If the S5 had provisions for custom curves I suspect someone could program some really nice things, but unlike the Nikons (even the D40), the S5 has no ability to allow users to program their own curves.

Fuji S5 Normal mode, color set to HIGH. Rollover to see F2 mode.

The F2 mode would be nice, but as the histograms plainly tell, it hard-clips both highlights and shadows. You can see that as the washing-out of the concrete and door threshold in the foreground. You can see the shadows lose detail in the upper door and the shadows in the bushes.

Here are the clipped highlights, which is sad because the dynamic range advantages of the S5 are lost in the F2 mode.

Crop at 100% from above. Rollover to see F2 mode. See how the highlights look weird, like old pizza, in the F2 mode? Different brightness levels on the concrete take on different hues in the F2 mode. This is unnatural. That's because they are clipping. Steal these JPGs and look at the histograms if you're curious.

Crop at 100% from above. Rollover to see F2 mode. See how the shadows lose detail? That's because they are clipping close to 0,0,0 black. Steal these JPGs and look at the histograms if you're curious.

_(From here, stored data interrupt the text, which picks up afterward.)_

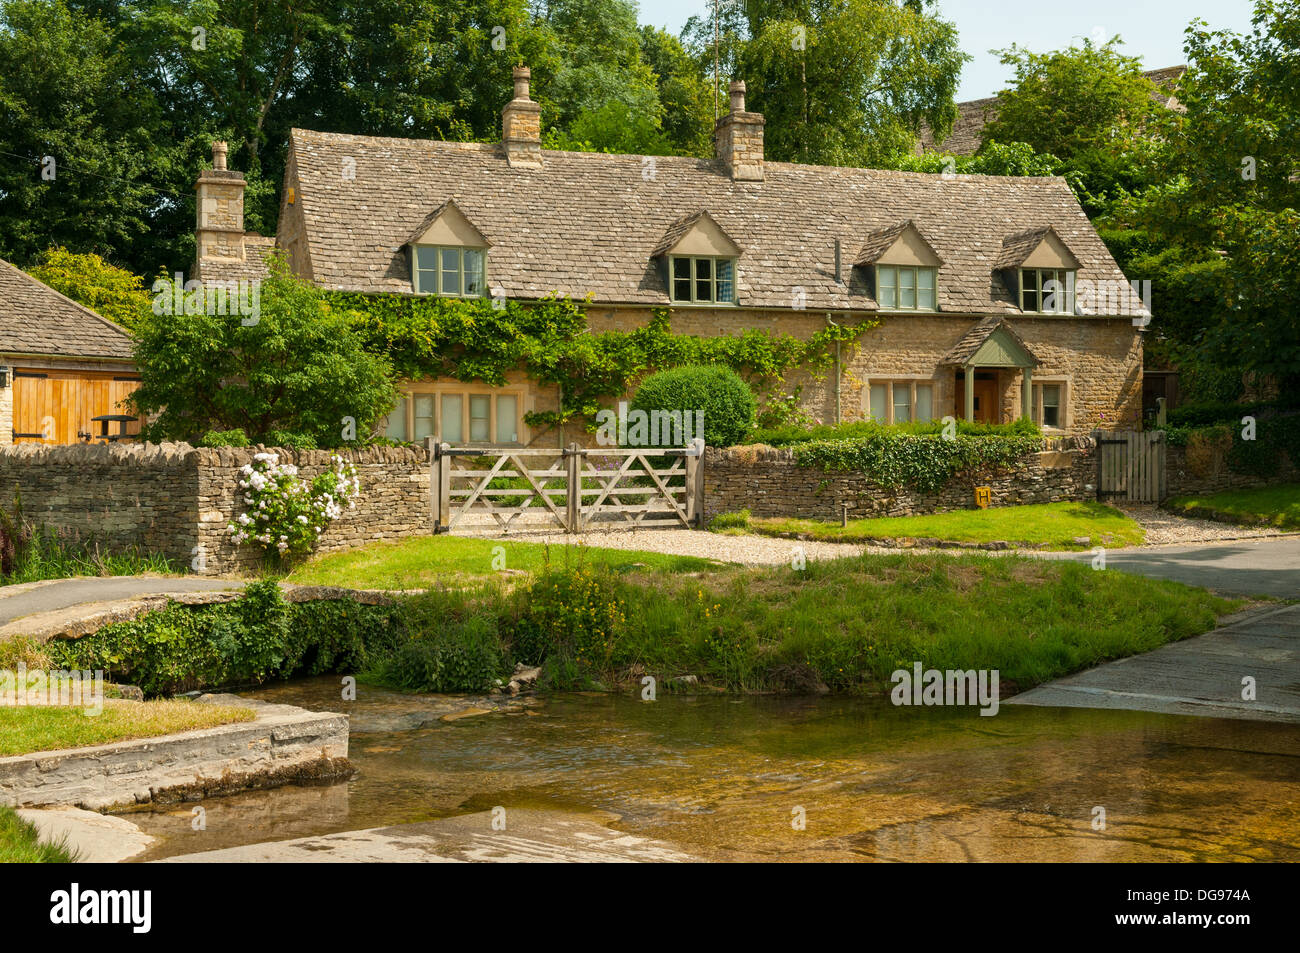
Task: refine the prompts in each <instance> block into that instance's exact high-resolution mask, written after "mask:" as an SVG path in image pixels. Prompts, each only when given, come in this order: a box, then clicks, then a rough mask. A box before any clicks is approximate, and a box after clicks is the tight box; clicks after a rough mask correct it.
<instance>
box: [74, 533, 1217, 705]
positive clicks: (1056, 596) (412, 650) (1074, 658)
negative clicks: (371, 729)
mask: <svg viewBox="0 0 1300 953" xmlns="http://www.w3.org/2000/svg"><path fill="white" fill-rule="evenodd" d="M1240 605H1242V603H1240V602H1239V601H1227V599H1221V598H1217V597H1214V595H1212V594H1210V593H1208V592H1205V590H1203V589H1193V588H1190V586H1184V585H1180V584H1178V582H1167V581H1161V580H1151V579H1147V577H1143V576H1136V575H1127V573H1122V572H1118V571H1114V569H1110V571H1095V569H1092V568H1091V566H1089V563H1088V562H1087V560H1079V562H1075V560H1043V559H1032V558H1027V556H1014V555H1005V556H995V555H985V554H962V555H949V554H943V553H926V554H918V553H906V554H905V553H898V554H866V555H862V556H849V558H844V559H836V560H827V562H809V563H807V566H806V568H805V569H801V571H796V569H793V568H785V567H783V568H763V569H754V568H745V567H738V566H728V567H722V568H716V569H714V571H712V572H707V573H698V575H694V576H688V575H685V573H680V572H669V571H666V569H649V568H647V569H636V571H630V572H627V571H619V569H617V568H611V567H608V566H593V564H586V566H582V567H580V568H569V569H564V571H550V572H538V573H537V575H536V576H533V577H524V579H521V581H520V582H519V584H517V585H504V584H503V582H502V581H500V580H497V579H487V580H481V581H477V582H472V584H469V585H465V586H451V588H433V589H430V590H428V592H425V593H420V594H408V595H403V597H399V598H396V599H395V601H394V603H393V605H386V606H359V605H356V603H354V602H351V601H335V602H316V603H294V605H286V603H285V602H283V599H282V597H281V594H279V590H278V589H277V588H276V586H274V585H273V584H257V585H256V586H250V589H248V592H247V593H246V595H244V597H243V598H242V599H239V601H237V602H234V603H230V605H227V606H208V607H185V606H173V607H172V608H168V610H165V611H161V612H153V614H149V615H147V616H143V618H140V619H136V620H133V621H130V623H117V624H113V625H109V627H105V628H104V629H101V631H100V632H99V633H96V634H94V636H86V637H83V638H79V640H75V641H70V642H60V644H57V645H55V646H52V647H51V649H49V651H51V653H53V654H55V655H56V658H55V662H56V663H59V664H60V666H62V667H69V668H105V670H108V671H109V672H110V673H112V675H113V676H114V677H121V679H122V680H130V681H134V683H135V684H138V685H142V686H143V688H144V690H146V693H151V694H152V693H160V692H166V690H174V689H175V688H177V686H187V688H195V686H211V685H213V684H231V683H237V681H238V683H243V684H247V681H261V680H265V679H272V677H290V676H292V675H299V673H325V672H357V673H359V675H360V676H361V677H363V679H365V680H370V681H374V683H378V684H385V685H391V686H395V688H400V689H407V690H415V692H484V690H487V689H489V688H490V686H491V685H493V681H494V680H495V679H502V677H506V676H507V675H508V672H511V671H513V666H515V663H516V662H523V663H526V664H542V666H543V683H542V684H543V685H545V686H549V688H552V689H559V690H573V689H588V688H595V689H599V688H607V689H614V688H620V686H623V688H632V686H636V685H640V679H641V676H643V675H654V676H656V677H659V679H660V684H662V685H663V690H671V683H668V681H667V680H668V679H672V677H673V676H680V675H694V676H697V679H698V680H699V684H701V685H703V686H706V688H707V689H716V690H733V692H745V690H805V689H807V688H816V685H818V683H822V684H824V685H826V686H828V688H829V689H831V690H833V692H841V693H880V692H884V690H888V684H889V676H891V675H892V672H893V671H896V670H898V668H910V667H911V666H913V663H915V662H922V663H923V664H924V666H926V667H927V668H941V670H944V668H961V670H969V668H989V670H992V668H996V670H998V671H1000V673H1001V677H1002V679H1004V680H1010V681H1013V683H1015V685H1017V686H1018V688H1021V689H1024V688H1030V686H1032V685H1036V684H1040V683H1043V681H1045V680H1049V679H1054V677H1058V676H1062V675H1067V673H1070V672H1074V671H1078V670H1080V668H1087V667H1089V666H1095V664H1097V663H1100V662H1106V660H1109V659H1115V658H1122V657H1126V655H1132V654H1135V653H1141V651H1148V650H1151V649H1154V647H1158V646H1161V645H1164V644H1166V642H1171V641H1175V640H1179V638H1186V637H1188V636H1193V634H1199V633H1201V632H1206V631H1209V629H1210V628H1213V627H1214V624H1216V621H1217V619H1218V616H1219V615H1222V614H1225V612H1229V611H1232V610H1235V608H1238V607H1239V606H1240Z"/></svg>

Yes, you could carefully adjust lighting to match the rendition of the Fuji S5, but then why bother paying for the S5? Worse, unlike the Nikons which automatically map their contrast to the subject's dynamic range, the film modes of the Fuji S5 appear to be fixed. You would have to be an expert to match your lighting to the curves of the F2 mode for the best results.

Sadly this shadow clipping looks like a slide scanned on a cheap scanner with insufficient dMax, and the highlights clip like a primitive digital camera from a few years ago. This is the curse which makes this mode usually look bad.

Velvia 50 looks much better than this on the light table. I can see shadows down to zone I, but not on the S5.

F2 mode never says it's trying to match Velvia; Velvia 50 just happens to be my standard of excellence. The clipping on the highlights and shadows look worse, to me, than any of the excellent Fuji slide films.